Uno specchio come quello di Hubble, ma uno sguardo cento volte più ampio
Lo specchio primario del Roman misura 2,4 metri di diametro, la stessa dimensione di quello di Hubble. La differenza sta nel campo visivo. La fotocamera principale, il Wide-Field Instrument, inquadra una porzione di cielo circa cento volte più ampia rispetto alle camere di Hubble, mantenendo la medesima nitidezza. Si tratta di un sensore da 300,8 megapixel che lavora nella luce visibile e nel vicino infrarosso, capace di ricostruire in tempi ridotti mosaici enormi dell’universo. Ogni singola immagine coprirà una regione di cielo che a Hubble richiederebbe centinaia di scatti separati.
Energia oscura, materia e pianeti lontani
Il programma scientifico ha obiettivi definiti. Roman studierà l’espansione dell’universo e la crescita delle grandi strutture cosmiche per misurare gli effetti dell’energia oscura, la componente che accelera la dilatazione dello spazio. Osserverà inoltre migliaia di esopianeti con la tecnica del microlensing gravitazionale, che sfrutta la deformazione della luce di una stella lontana quando un corpo massiccio le passa davanti. Un secondo strumento, il Coronagraph Instrument, collauderà una tecnologia capace di schermare la luce delle stelle per fotografare in modo diretto i pianeti che vi orbitano attorno, un banco di prova per i futuri telescopi dedicati alla ricerca di mondi abitabili.
Rotta verso il punto L2
Dopo il lancio, il telescopio raggiungerà il punto lagrangiano L2 del sistema Sole-Terra, a circa 1,5 milioni di chilometri dal nostro pianeta, la stessa regione dello spazio dove lavora il James Webb.

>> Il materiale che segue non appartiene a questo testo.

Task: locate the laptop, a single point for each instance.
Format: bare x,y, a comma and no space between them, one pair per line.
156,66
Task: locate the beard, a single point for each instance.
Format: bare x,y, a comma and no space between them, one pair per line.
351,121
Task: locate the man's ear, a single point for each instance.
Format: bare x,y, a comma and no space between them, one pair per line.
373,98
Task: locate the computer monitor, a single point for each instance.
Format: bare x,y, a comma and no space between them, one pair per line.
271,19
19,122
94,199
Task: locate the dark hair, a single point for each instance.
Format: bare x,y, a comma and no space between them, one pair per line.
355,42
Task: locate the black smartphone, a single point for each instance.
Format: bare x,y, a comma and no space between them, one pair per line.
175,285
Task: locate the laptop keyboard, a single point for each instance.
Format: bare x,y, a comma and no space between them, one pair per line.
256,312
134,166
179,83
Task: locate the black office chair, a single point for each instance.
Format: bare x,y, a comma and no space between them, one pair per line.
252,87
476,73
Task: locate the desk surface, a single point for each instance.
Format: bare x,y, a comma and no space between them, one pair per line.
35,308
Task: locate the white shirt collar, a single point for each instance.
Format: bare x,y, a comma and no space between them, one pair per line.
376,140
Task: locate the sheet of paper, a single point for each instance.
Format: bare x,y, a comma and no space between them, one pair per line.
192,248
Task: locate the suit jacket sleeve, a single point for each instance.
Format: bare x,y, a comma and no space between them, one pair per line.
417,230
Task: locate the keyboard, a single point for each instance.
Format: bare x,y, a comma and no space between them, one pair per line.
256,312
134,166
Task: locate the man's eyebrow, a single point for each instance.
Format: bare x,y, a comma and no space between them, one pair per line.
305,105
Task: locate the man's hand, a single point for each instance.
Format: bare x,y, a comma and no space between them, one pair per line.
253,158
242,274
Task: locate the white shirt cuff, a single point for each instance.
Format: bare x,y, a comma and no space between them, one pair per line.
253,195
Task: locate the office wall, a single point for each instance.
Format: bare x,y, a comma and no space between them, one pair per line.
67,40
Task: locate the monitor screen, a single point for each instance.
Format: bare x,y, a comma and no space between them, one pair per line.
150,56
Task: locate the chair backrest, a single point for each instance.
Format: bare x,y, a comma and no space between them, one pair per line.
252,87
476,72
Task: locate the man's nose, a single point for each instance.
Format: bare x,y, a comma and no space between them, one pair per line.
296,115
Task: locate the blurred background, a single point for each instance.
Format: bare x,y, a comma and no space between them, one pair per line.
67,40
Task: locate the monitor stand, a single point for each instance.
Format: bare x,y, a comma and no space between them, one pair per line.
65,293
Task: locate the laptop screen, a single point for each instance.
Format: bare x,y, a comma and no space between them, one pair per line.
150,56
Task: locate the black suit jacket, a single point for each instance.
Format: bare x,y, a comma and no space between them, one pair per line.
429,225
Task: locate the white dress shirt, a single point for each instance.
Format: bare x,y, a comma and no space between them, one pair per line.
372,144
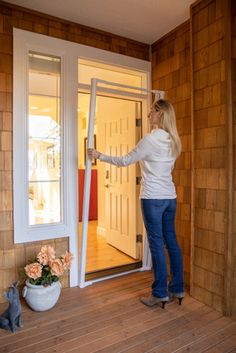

Da quella posizione può mantenere una temperatura stabile e guardare il cielo profondo lontano dalle interferenze terrestri. Le informazioni ufficiali sulla missione sono raccolte sul sito della NASA. Il lavoro del Roman andrà ad affiancare quello di altri osservatori già raccontati su SubwayPress, come i puntini rossi individuati da James Webb e la prima atmosfera osservata su LHS 1140 b.
Chi era Nancy Grace Roman
La missione porta il nome di Nancy Grace Roman (1925-2018), prima astronoma a ricoprire un incarico dirigenziale alla NASA e figura centrale nella nascita del telescopio Hubble, tanto da essere ricordata come “la madre di Hubble”. A lei si deve buona parte del lavoro che rese possibile l’astronomia spaziale moderna. Per chi seguirà il cielo da terra nelle prossime settimane, restano d’attualità anche l’eclissi solare del 12 agosto e la corsa cinese verso la Luna con la sonda Chang’e 7.